Clémenceau: Why should the Hungarians have to evacuate this territory? M. Clémenceau inquired why the Hungarians had evacuated the territory facing the Czecho-Slovaks.

Cavallero: It was the probable consequence of the advance of the Rumanians. The movement of the Czechs threatens the Ore Mountains, which are the last resource of Hungary in terms of mines; that explains the energetic resistance of the Hungarians.

Lloyd George: Should we not see M. Bratianu, and M. Kramar or M. Benes about this matter?

Wilson: I do not like to play with ammunition dumps; that can produce explosions.

Clémenceau: Can we not see them this afternoon, if you judge it necessary?

General Cavallero replied that the Hungarians had been compelled to withdraw their troops in order to stop the Rumanian advance. The Czecho-Slovaks in their advance had threatened the whole of the region lying to the south of the mineral-bearing mountains, where the only remaining coal mines in the new State of Hungary were to be found.

M. Clémenceau inquired whether M. Bratiano, Dr. Benes and Dr. Kramacz should not be summoned before any decision was taken.

President Wilson thought that this would be necessary. He, personally, thought it would be dangerous to play with ammunition dumps.

Lloyd George: After having placed themselves in impossible situations, these gentlemen come to us and say: “Come to our aid!” They are all brigand peoples who only want to steal territories.

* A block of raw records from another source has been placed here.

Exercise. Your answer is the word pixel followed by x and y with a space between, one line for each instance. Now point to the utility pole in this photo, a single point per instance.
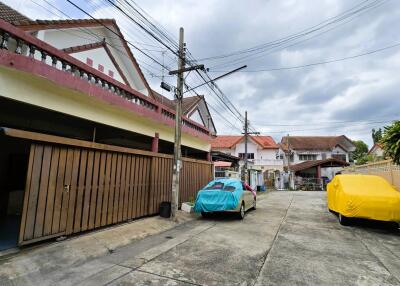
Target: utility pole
pixel 288 152
pixel 246 141
pixel 178 127
pixel 178 115
pixel 178 120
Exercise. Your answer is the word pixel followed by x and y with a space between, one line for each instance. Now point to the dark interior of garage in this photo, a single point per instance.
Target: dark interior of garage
pixel 13 167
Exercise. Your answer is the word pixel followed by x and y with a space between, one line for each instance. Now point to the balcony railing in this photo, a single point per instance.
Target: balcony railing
pixel 16 41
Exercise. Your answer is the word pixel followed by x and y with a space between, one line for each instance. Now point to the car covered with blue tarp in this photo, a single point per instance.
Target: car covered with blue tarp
pixel 220 195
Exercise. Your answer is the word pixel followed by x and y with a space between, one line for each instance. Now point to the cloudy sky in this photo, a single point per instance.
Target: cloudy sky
pixel 344 97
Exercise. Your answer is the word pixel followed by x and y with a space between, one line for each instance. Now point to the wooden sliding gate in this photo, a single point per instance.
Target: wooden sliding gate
pixel 72 189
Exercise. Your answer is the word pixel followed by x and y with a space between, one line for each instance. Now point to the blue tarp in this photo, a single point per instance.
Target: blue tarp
pixel 219 195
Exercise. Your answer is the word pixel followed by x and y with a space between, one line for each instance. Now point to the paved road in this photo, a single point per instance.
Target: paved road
pixel 290 239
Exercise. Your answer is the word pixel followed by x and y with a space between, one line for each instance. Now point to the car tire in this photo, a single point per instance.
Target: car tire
pixel 344 220
pixel 205 214
pixel 241 211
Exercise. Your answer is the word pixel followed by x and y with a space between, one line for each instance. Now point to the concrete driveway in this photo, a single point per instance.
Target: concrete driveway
pixel 290 239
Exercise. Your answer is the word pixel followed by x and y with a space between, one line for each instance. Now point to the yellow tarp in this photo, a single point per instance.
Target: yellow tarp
pixel 364 196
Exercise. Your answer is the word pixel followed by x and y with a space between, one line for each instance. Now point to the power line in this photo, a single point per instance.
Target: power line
pixel 282 45
pixel 326 122
pixel 330 21
pixel 323 62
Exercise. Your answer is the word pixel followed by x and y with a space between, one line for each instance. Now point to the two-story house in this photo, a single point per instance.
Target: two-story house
pixel 316 151
pixel 84 140
pixel 262 151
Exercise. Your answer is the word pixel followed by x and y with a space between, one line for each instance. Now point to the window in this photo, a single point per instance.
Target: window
pixel 249 155
pixel 341 157
pixel 307 157
pixel 89 62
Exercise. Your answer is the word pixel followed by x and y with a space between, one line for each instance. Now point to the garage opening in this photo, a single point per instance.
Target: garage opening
pixel 14 155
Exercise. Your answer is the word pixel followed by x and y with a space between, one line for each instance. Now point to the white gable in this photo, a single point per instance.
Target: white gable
pixel 99 57
pixel 70 37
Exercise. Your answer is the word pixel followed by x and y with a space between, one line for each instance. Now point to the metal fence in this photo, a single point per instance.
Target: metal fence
pixel 386 169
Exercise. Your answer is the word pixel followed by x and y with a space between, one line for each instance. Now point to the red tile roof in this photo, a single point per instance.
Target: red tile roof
pixel 312 142
pixel 83 48
pixel 228 141
pixel 225 141
pixel 10 15
pixel 36 25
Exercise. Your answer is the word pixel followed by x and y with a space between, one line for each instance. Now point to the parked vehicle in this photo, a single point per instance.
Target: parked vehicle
pixel 225 195
pixel 363 196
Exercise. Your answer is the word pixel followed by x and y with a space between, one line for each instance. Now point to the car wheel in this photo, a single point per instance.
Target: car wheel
pixel 205 215
pixel 344 220
pixel 242 211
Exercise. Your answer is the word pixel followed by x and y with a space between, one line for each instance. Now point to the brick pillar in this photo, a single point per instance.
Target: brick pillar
pixel 319 171
pixel 154 144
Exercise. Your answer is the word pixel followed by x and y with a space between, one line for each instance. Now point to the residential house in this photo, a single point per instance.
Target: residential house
pixel 377 152
pixel 84 140
pixel 328 152
pixel 263 154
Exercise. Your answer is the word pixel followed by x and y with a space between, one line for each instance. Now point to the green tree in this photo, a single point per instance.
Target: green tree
pixel 391 141
pixel 377 135
pixel 361 152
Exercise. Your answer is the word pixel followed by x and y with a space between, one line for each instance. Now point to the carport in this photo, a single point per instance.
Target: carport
pixel 309 174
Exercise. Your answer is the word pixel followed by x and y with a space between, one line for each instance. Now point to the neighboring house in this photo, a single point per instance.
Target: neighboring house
pixel 321 149
pixel 263 152
pixel 84 141
pixel 377 152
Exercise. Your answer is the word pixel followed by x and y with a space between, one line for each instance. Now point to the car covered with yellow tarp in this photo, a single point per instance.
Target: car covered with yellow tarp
pixel 363 196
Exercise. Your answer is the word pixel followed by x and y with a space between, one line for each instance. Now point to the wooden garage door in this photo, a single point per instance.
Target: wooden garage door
pixel 72 189
pixel 50 172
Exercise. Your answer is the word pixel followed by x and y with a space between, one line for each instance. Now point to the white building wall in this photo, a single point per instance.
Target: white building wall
pixel 251 148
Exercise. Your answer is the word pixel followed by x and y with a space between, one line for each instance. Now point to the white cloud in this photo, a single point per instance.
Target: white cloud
pixel 344 91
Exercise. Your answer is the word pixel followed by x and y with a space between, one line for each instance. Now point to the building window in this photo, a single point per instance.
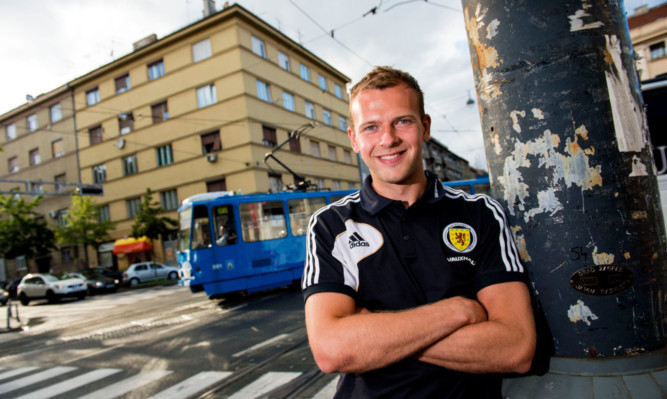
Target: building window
pixel 304 72
pixel 33 156
pixel 123 83
pixel 657 50
pixel 169 200
pixel 342 123
pixel 275 183
pixel 57 148
pixel 288 101
pixel 206 96
pixel 270 139
pixel 10 130
pixel 310 110
pixel 327 117
pixel 283 61
pixel 31 122
pixel 95 134
pixel 93 96
pixel 155 70
pixel 164 156
pixel 160 112
pixel 210 142
pixel 130 166
pixel 103 214
pixel 13 164
pixel 295 145
pixel 263 91
pixel 125 122
pixel 132 206
pixel 201 50
pixel 60 179
pixel 258 47
pixel 216 185
pixel 338 91
pixel 314 148
pixel 99 173
pixel 56 113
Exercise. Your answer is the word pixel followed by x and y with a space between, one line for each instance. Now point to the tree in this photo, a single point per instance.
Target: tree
pixel 23 232
pixel 148 222
pixel 82 225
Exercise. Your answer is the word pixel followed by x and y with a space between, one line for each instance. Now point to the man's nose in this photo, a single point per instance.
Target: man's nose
pixel 389 137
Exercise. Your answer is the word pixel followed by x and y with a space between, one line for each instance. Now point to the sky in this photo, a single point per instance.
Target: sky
pixel 47 43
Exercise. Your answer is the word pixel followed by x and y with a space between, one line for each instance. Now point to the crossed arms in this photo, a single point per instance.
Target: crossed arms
pixel 495 334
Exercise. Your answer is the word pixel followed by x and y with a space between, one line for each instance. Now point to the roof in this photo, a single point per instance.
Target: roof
pixel 653 14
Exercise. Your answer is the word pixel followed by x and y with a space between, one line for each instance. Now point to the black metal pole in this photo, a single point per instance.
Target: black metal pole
pixel 568 154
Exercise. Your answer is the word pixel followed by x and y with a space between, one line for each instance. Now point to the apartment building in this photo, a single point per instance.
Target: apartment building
pixel 38 157
pixel 197 111
pixel 648 33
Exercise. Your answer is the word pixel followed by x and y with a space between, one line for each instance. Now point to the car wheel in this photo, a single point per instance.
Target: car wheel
pixel 51 297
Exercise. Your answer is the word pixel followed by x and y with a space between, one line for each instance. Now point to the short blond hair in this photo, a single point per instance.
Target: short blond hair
pixel 384 77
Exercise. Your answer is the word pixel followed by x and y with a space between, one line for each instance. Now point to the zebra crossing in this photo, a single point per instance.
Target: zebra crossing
pixel 36 383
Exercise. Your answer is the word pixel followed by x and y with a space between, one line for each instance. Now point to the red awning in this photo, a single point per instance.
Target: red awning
pixel 131 245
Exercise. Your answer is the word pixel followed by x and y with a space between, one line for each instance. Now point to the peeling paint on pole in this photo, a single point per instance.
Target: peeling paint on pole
pixel 566 144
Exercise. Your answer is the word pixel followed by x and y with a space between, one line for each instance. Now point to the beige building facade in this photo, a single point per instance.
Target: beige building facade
pixel 197 111
pixel 648 32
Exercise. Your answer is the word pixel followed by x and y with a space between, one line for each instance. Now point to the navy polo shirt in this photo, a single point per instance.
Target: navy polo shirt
pixel 386 257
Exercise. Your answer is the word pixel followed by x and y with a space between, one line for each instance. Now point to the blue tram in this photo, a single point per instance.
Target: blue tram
pixel 247 243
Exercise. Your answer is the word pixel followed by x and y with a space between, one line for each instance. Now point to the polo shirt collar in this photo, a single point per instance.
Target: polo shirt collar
pixel 373 202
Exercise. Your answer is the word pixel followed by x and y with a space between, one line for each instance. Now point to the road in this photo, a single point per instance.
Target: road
pixel 161 342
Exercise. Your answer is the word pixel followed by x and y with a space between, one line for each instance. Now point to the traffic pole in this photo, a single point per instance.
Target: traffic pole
pixel 568 153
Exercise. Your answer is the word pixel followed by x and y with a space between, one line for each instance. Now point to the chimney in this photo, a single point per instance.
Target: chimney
pixel 144 42
pixel 209 8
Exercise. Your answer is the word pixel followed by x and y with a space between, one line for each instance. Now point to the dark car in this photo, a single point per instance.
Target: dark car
pixel 106 273
pixel 11 288
pixel 97 283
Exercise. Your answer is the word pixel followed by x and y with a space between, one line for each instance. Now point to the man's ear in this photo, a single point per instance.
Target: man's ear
pixel 353 139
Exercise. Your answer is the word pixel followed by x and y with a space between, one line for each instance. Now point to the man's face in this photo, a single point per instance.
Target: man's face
pixel 388 131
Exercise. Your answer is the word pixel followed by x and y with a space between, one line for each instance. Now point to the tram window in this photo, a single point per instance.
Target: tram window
pixel 201 234
pixel 300 211
pixel 225 228
pixel 261 221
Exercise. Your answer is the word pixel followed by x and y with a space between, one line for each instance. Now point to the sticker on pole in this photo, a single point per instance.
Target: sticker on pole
pixel 602 280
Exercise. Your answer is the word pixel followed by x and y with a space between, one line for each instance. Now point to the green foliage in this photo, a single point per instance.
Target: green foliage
pixel 22 230
pixel 148 222
pixel 82 224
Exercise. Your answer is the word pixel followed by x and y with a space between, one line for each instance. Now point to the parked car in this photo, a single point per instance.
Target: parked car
pixel 50 287
pixel 12 287
pixel 97 283
pixel 116 275
pixel 148 271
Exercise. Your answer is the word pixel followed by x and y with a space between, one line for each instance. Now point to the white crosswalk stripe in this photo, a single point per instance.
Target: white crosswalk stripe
pixel 35 378
pixel 94 381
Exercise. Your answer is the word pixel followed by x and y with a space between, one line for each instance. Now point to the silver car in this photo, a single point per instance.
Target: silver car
pixel 49 287
pixel 149 271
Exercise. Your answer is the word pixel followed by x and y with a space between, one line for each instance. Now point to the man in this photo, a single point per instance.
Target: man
pixel 412 289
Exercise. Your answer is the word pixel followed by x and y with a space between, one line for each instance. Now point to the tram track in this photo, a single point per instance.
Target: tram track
pixel 288 391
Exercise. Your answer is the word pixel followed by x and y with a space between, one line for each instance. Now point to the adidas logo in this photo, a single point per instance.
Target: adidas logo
pixel 357 240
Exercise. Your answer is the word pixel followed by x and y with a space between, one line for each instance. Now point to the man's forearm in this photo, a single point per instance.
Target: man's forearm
pixel 363 341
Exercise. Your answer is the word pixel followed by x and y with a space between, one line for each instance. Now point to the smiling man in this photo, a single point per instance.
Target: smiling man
pixel 412 289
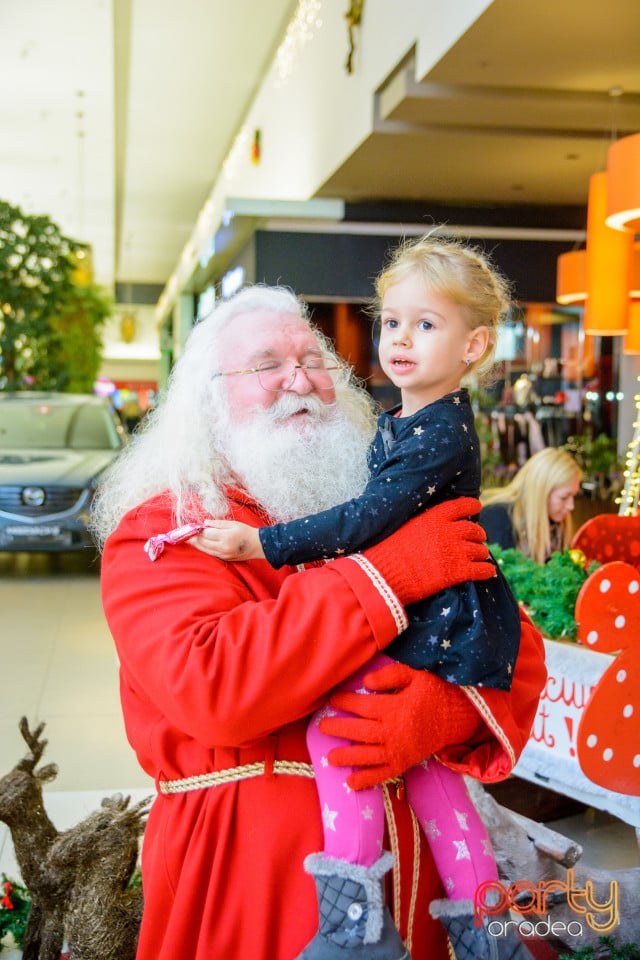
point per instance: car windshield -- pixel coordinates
(30, 426)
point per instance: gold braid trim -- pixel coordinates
(415, 878)
(395, 849)
(203, 781)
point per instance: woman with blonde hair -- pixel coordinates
(533, 512)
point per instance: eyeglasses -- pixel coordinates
(277, 376)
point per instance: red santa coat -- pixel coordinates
(220, 666)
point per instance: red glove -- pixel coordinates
(434, 550)
(412, 715)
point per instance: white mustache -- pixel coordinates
(289, 404)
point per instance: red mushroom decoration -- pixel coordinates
(608, 738)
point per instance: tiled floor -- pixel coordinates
(59, 667)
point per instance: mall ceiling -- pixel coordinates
(520, 111)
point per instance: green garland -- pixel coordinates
(15, 905)
(548, 591)
(614, 951)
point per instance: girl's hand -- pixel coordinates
(229, 540)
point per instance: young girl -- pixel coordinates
(440, 304)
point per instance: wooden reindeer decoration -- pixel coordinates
(33, 835)
(103, 914)
(78, 879)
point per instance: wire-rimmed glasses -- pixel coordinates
(276, 376)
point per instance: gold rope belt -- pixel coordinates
(292, 768)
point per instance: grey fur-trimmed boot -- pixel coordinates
(354, 922)
(470, 942)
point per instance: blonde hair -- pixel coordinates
(462, 274)
(528, 495)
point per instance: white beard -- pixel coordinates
(298, 466)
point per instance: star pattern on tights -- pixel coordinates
(462, 818)
(462, 850)
(329, 818)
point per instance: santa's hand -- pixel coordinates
(229, 540)
(411, 715)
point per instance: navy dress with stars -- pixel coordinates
(467, 634)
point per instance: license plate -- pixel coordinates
(34, 532)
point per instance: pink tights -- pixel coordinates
(353, 820)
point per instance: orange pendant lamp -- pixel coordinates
(623, 169)
(609, 264)
(631, 343)
(571, 277)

Mr. Lloyd George agreed. In his opinion, it was imperative that measures should be taken to enforce the orders issued by the Supreme Council. In the past, the small Balkan States had defied every order issued from Paris and, having got themselves into trouble, invariably appealed to Paris to extricate them from their difficulties. He agreed with President Wilson that the question should be settled by the Council of Four without consulting the small Powers concerned.

(It was agreed that the question should be further discussed by the Council of Four.)


Clémenceau: M. Bratianu will say to us: “You left me alone, and I halted at your second injunction.”

Lloyd George: Do not forget that the Hungarians are a proud people and have a great military tradition. Let us summon M. Bratianu.

Clémenceau: I prefer that we settle this question among ourselves. I have had enough of giving advice.

Lloyd George: The time has come to impose our orders.

The members of the Supreme War Council withdrew.